Satu hal yang dapat kita pelajari dalam dunia ini adalah hidup bersama dengan Tuhan bukan berarti kehidupan yang tanpa tantangan serta masalah. Iman kepada Tuhan adalah sebuah keyakinan bahwa dalam segala situasi Tuhan senantiasa menyertai baik itu dalam suka maupun duka, bahkan dalam penderitaan yang membebani sekalipun. Setidaknya satu hal inilah yang dapat kita petik dari pendapat Elihu pada teks yang kita baca.
Elihu menuduh Ayub seolah-olah telah melampaui batas, ia juga menyampaikan bahwa keheningan Allah bukanlah bukti ketidakpedulian-Nya. Justru, menurut Elihu, Allah berulang kali berbicara—melalui mimpi, melalui rasa gelisah dalam tidur, bahkan lewat penderitaan fisik (ayat 14–19). Dalam pandangan Elihu, Tuhan mengungkapkan maksud-Nya dengan cara yang tidak selalu bisa langsung dimengerti, tetapi tidak pernah tanpa tujuan. Ia menggambarkan betapa Allah bisa menegur manusia secara halus dalam tidur, lewat mimpi dan penglihatan malam (ayat 15–16). Tujuannya? Untuk menyelamatkan manusia dari liang kubur (ayat 18). Dalam kebudayaan kuno, liang kubur atau Pit bukan sekadar lubang gelap, tetapi perlambang kematian atau ‘Sheol’—tempat sunyi yang mengerikan, jauh dari terang kehidupan.

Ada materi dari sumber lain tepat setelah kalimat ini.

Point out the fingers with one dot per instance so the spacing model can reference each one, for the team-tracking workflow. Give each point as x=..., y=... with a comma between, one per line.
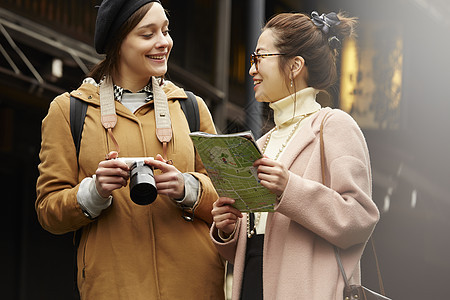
x=160, y=163
x=224, y=215
x=112, y=155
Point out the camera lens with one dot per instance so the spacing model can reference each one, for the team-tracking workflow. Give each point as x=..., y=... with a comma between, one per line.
x=142, y=184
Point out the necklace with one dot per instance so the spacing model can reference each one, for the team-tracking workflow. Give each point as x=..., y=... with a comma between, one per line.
x=291, y=133
x=251, y=232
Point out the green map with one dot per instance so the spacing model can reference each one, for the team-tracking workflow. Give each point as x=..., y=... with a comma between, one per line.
x=228, y=159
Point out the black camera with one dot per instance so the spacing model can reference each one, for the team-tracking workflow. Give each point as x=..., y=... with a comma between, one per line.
x=142, y=181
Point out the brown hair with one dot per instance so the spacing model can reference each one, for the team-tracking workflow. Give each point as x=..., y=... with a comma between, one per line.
x=108, y=66
x=296, y=35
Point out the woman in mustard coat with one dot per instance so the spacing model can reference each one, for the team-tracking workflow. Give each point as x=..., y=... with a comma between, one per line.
x=129, y=250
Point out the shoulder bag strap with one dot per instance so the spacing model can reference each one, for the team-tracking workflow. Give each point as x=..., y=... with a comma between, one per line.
x=78, y=110
x=190, y=109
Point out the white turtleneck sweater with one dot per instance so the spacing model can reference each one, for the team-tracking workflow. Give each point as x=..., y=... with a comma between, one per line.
x=287, y=112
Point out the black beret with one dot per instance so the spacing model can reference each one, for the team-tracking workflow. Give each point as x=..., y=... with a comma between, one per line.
x=111, y=15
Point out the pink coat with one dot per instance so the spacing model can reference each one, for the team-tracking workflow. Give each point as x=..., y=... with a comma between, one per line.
x=298, y=259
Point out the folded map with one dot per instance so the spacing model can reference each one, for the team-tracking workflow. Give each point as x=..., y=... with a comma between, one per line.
x=228, y=159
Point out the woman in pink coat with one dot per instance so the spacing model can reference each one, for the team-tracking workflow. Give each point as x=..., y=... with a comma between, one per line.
x=289, y=253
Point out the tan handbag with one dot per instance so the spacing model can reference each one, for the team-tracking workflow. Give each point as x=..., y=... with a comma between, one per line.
x=352, y=292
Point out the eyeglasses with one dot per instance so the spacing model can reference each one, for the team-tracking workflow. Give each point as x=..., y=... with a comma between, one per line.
x=254, y=58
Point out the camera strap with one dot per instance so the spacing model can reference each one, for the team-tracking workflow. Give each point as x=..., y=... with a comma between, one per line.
x=162, y=116
x=108, y=108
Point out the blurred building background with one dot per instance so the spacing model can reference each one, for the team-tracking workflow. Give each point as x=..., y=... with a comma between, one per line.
x=394, y=81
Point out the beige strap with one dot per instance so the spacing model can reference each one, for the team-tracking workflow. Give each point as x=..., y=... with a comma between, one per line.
x=108, y=108
x=162, y=116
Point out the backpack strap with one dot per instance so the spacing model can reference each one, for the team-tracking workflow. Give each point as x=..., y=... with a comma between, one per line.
x=78, y=110
x=190, y=109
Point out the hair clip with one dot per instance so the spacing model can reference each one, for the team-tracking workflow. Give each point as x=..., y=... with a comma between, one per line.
x=334, y=42
x=325, y=22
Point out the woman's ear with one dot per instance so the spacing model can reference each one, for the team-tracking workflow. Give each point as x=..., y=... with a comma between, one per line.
x=297, y=66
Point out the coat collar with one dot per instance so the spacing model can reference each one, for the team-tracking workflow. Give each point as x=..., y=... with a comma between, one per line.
x=305, y=136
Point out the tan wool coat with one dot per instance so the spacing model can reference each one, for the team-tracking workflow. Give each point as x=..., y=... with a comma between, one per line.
x=129, y=251
x=298, y=256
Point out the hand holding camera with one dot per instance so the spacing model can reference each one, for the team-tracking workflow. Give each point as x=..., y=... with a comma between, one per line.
x=144, y=184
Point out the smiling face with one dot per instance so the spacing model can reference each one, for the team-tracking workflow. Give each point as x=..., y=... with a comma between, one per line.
x=145, y=50
x=270, y=84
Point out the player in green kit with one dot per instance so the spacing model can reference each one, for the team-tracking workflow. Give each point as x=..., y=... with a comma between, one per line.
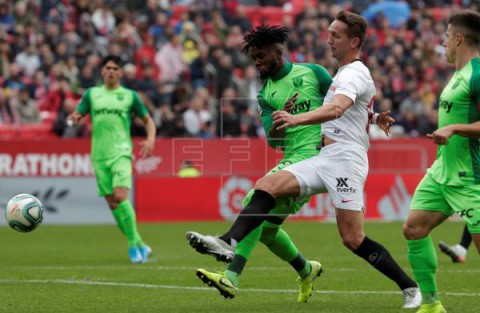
x=452, y=183
x=110, y=107
x=296, y=88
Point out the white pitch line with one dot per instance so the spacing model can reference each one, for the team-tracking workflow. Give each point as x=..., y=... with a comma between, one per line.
x=151, y=286
x=192, y=268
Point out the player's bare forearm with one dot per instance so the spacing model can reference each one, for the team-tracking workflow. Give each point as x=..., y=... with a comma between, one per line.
x=325, y=113
x=283, y=119
x=75, y=117
x=466, y=130
x=149, y=144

Lebih lanjut, Elihu juga menyinggung penderitaan fisik sebagai bentuk peringatan ilahi, ketika seseorang sakit parah, kehilangan selera makan, dan tubuhnya merana (ayat 19–21), itu bisa menjadi bentuk “gugatan” Tuhan atas hidup manusia. Bukan untuk menghukum secara semena-mena, tetapi sebagai sarana pertobatan. Seolah tubuh itu sendiri menjadi tempat pengadilan ilahi, bukan ruang sidang di kota atau di surga. Bahkan ketika penderitaan mendekatkan seseorang kepada maut, Elihu menyiratkan bahwa itu belum akhir—karena Allah masih bisa turun tangan.

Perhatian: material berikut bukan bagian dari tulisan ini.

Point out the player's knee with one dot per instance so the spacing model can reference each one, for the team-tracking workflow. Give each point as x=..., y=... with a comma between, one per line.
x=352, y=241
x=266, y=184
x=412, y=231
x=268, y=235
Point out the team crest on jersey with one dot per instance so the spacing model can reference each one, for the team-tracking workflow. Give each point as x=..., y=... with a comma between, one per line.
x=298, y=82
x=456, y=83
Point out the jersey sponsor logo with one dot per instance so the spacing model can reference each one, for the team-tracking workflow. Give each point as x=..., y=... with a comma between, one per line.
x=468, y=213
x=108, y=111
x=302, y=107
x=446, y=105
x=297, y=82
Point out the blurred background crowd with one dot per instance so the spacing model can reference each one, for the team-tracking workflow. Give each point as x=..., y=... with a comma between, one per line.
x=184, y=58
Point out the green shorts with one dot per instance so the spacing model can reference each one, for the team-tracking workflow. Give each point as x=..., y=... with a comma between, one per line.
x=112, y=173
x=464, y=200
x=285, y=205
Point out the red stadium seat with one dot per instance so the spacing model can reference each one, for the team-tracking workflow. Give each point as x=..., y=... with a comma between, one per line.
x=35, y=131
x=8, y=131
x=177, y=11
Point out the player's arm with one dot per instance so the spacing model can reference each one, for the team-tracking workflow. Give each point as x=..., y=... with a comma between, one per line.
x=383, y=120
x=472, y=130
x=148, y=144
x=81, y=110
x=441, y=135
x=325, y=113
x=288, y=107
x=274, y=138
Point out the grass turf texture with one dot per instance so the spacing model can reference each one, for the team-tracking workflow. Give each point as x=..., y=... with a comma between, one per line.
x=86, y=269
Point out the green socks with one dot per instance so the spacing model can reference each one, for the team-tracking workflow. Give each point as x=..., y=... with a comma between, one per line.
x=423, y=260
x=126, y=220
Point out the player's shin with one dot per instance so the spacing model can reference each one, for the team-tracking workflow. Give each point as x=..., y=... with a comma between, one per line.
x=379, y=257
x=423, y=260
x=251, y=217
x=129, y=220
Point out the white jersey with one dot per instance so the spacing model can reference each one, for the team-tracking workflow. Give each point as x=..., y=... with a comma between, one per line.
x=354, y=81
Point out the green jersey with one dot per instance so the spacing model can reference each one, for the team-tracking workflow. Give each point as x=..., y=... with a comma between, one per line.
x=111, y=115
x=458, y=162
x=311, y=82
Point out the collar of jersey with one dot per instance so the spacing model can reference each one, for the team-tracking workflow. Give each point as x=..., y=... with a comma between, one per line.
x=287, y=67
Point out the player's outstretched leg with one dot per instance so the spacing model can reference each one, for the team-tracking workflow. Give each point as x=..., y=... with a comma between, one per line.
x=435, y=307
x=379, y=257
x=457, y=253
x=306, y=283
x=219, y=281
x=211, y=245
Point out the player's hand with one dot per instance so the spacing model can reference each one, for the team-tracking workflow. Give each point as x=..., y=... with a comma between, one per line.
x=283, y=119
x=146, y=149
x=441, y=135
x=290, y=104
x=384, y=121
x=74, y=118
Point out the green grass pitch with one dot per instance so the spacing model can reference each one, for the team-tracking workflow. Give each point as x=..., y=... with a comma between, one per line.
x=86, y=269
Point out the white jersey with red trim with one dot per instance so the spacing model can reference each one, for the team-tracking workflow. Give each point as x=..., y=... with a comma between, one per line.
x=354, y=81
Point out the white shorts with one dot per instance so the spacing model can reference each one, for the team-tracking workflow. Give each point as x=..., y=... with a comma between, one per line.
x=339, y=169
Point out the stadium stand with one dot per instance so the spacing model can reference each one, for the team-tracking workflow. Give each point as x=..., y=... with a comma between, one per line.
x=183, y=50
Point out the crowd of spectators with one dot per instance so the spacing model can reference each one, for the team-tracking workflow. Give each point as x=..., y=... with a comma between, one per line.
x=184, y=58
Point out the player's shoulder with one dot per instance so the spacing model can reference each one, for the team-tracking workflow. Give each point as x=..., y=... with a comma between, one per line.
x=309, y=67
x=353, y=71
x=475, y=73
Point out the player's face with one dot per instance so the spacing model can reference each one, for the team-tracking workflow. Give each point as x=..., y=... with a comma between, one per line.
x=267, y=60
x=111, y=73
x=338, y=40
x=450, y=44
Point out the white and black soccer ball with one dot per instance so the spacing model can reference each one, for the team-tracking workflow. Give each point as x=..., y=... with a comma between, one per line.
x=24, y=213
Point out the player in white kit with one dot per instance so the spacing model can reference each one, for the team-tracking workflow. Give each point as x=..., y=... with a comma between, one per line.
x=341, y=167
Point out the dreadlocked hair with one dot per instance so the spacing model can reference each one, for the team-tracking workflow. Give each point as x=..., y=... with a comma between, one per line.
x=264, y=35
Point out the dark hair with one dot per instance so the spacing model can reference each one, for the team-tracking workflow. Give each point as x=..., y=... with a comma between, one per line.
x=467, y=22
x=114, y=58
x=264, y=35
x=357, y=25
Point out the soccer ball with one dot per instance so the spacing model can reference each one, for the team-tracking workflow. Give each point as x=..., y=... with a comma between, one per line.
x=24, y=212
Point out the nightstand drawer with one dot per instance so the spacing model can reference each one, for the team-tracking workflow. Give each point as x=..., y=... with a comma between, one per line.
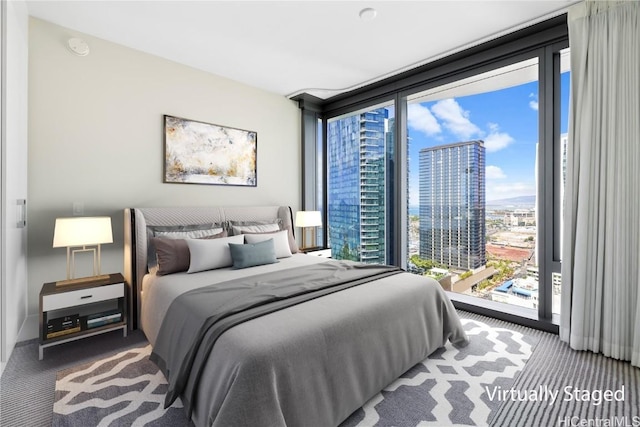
x=82, y=296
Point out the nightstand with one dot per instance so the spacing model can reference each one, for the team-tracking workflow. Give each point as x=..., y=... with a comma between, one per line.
x=74, y=311
x=325, y=253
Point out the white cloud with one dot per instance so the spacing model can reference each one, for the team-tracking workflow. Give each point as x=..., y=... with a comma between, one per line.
x=496, y=140
x=455, y=119
x=494, y=172
x=421, y=119
x=509, y=190
x=533, y=104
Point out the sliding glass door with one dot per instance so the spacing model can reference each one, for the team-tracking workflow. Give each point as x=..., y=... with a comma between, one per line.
x=472, y=187
x=459, y=175
x=360, y=160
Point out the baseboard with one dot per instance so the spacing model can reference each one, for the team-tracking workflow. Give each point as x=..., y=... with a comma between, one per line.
x=29, y=328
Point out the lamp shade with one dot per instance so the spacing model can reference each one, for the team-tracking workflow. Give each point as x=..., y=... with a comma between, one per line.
x=80, y=231
x=308, y=219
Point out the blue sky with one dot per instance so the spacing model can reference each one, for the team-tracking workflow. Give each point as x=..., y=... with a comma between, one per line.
x=507, y=121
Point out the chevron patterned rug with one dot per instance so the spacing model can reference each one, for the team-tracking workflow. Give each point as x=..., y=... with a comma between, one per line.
x=451, y=387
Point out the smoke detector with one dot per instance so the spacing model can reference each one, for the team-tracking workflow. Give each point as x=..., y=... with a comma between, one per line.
x=78, y=46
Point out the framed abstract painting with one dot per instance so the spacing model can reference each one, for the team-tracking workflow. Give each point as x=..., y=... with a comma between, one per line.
x=204, y=153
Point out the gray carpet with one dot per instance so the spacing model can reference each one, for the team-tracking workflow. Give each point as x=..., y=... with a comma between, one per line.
x=27, y=385
x=447, y=388
x=581, y=380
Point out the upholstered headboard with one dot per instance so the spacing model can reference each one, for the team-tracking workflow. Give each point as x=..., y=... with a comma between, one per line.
x=136, y=221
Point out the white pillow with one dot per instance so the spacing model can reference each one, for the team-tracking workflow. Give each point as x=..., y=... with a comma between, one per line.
x=211, y=254
x=254, y=228
x=280, y=241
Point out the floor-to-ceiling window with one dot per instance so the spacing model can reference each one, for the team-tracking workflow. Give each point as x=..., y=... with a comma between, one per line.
x=460, y=174
x=359, y=158
x=473, y=184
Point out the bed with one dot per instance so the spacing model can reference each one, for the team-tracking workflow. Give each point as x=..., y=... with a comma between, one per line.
x=310, y=363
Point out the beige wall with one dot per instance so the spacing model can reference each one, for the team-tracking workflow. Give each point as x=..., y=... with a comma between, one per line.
x=96, y=137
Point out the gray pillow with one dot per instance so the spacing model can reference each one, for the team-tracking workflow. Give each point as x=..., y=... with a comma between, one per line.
x=211, y=254
x=173, y=255
x=252, y=254
x=192, y=231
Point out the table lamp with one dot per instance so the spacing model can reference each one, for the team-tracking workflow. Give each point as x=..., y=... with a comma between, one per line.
x=305, y=220
x=82, y=234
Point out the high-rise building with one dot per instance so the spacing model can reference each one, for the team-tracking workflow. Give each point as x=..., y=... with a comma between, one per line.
x=357, y=198
x=452, y=204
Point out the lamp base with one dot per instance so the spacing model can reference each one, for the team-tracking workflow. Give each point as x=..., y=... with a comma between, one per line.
x=82, y=280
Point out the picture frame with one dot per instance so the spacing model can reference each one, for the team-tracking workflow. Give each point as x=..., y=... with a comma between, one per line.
x=204, y=153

Elihu memang tidak sempurna dalam menyelami kedalaman batin Ayub, dan ia pun belum sepenuhnya memahami misteri penderitaan manusia. Namun, dalam kata-katanya kita dapat menangkap satu pesan yang penting, bahwa dalam penderitaan, Allah tidak membisu—Dia berbicara, meski dalam bahasa yang tidak selalu mudah dipahami.

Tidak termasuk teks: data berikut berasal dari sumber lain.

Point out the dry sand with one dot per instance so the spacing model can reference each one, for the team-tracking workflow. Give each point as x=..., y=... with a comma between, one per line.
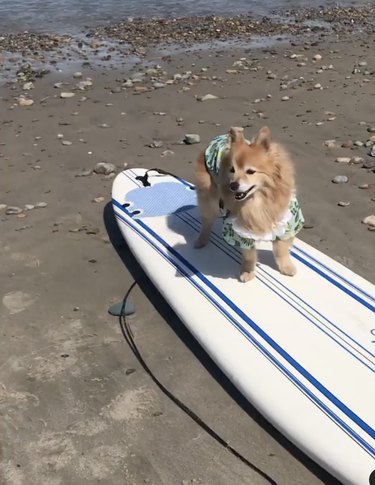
x=76, y=407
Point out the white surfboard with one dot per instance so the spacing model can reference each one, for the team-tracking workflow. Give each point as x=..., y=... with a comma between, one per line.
x=301, y=349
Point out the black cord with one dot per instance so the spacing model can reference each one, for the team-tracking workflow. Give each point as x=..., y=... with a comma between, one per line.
x=129, y=337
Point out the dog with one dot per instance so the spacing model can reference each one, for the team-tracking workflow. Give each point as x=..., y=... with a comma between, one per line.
x=254, y=184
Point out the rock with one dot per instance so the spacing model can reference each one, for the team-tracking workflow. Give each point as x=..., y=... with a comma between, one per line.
x=104, y=168
x=330, y=143
x=369, y=164
x=191, y=139
x=340, y=179
x=207, y=97
x=369, y=220
x=343, y=160
x=28, y=86
x=13, y=210
x=156, y=144
x=24, y=102
x=64, y=95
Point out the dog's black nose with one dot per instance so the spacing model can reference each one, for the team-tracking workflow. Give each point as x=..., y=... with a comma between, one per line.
x=234, y=186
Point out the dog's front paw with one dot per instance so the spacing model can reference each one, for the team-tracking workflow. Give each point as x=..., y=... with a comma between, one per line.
x=288, y=268
x=246, y=276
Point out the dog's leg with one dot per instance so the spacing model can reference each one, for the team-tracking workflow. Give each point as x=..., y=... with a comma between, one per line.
x=281, y=252
x=209, y=209
x=248, y=264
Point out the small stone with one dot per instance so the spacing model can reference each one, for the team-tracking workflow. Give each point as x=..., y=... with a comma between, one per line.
x=65, y=95
x=343, y=160
x=207, y=97
x=369, y=220
x=191, y=139
x=25, y=102
x=330, y=143
x=340, y=179
x=156, y=144
x=13, y=210
x=369, y=164
x=104, y=168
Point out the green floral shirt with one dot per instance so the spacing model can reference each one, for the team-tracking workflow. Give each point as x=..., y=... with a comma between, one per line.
x=290, y=224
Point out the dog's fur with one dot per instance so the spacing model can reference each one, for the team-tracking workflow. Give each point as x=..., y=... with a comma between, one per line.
x=261, y=177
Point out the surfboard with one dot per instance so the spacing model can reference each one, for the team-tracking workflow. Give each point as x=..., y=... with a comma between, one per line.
x=301, y=349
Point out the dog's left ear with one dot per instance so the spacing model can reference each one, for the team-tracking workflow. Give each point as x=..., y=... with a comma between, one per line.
x=236, y=134
x=263, y=138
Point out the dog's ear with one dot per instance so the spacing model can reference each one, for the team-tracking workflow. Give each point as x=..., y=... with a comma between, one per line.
x=263, y=138
x=236, y=135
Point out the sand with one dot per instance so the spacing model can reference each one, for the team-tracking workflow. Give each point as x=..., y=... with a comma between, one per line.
x=76, y=405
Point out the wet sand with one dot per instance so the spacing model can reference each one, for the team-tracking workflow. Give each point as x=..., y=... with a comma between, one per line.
x=76, y=405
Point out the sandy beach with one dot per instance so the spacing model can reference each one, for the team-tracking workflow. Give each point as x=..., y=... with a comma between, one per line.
x=76, y=406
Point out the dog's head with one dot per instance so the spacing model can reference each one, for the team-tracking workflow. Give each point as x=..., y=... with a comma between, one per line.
x=248, y=168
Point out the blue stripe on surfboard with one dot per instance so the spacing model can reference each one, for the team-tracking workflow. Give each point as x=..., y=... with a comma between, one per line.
x=298, y=309
x=296, y=365
x=227, y=249
x=321, y=273
x=236, y=256
x=328, y=412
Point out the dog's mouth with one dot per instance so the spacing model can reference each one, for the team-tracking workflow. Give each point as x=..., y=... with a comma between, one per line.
x=242, y=195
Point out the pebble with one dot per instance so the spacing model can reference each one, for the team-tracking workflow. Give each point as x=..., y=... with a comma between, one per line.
x=369, y=220
x=66, y=95
x=191, y=139
x=340, y=179
x=330, y=143
x=104, y=168
x=369, y=164
x=25, y=102
x=207, y=97
x=13, y=210
x=156, y=144
x=343, y=160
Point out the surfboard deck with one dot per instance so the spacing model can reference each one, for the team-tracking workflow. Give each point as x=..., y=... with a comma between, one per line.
x=301, y=349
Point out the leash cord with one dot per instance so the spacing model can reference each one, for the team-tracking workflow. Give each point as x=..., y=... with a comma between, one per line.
x=129, y=337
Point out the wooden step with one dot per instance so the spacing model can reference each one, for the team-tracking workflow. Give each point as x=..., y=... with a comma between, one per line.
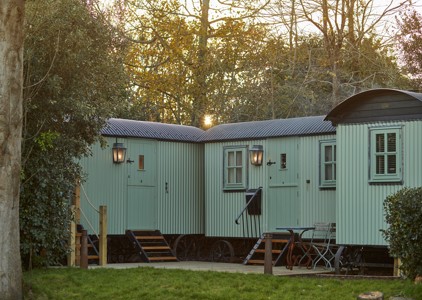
x=155, y=258
x=275, y=251
x=156, y=247
x=276, y=241
x=150, y=237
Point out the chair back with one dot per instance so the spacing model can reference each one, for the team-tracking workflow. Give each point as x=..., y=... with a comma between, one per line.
x=323, y=232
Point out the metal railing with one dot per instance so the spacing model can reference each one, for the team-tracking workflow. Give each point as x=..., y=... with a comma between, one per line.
x=249, y=219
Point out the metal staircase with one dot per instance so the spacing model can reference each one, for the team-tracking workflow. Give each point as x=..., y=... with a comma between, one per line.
x=151, y=245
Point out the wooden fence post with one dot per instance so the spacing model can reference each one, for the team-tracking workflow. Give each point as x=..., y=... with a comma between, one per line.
x=397, y=264
x=268, y=259
x=71, y=256
x=84, y=250
x=103, y=236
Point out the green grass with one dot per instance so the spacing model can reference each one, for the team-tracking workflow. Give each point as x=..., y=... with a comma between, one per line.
x=149, y=283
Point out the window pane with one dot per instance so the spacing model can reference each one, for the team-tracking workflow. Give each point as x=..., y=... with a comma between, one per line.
x=328, y=153
x=238, y=175
x=230, y=159
x=328, y=172
x=379, y=142
x=380, y=166
x=238, y=158
x=391, y=159
x=283, y=159
x=141, y=163
x=391, y=142
x=335, y=152
x=231, y=175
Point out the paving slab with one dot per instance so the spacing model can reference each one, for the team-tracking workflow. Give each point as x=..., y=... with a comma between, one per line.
x=218, y=267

Sahabat Alkitab, dalam dunia yang sibuk dan bising, penderitaan bisa menjadi panggung keheningan yang justru membuat suara Tuhan terdengar lebih jernih. Kita diajak untuk tidak sekadar bertanya “Mengapa ini terjadi padaku?” tetapi berani bertanya “Apa yang sedang Tuhan katakan dalam semua ini?”. Karena dalam hidup ini, penderitaan bukan hanya realita, tapi juga ruang dialog—di mana Allah datang sebagai Sahabat Ilahi yang memanggil kita kembali kepada-Nya, sebelum kita jatuh terlalu dalam.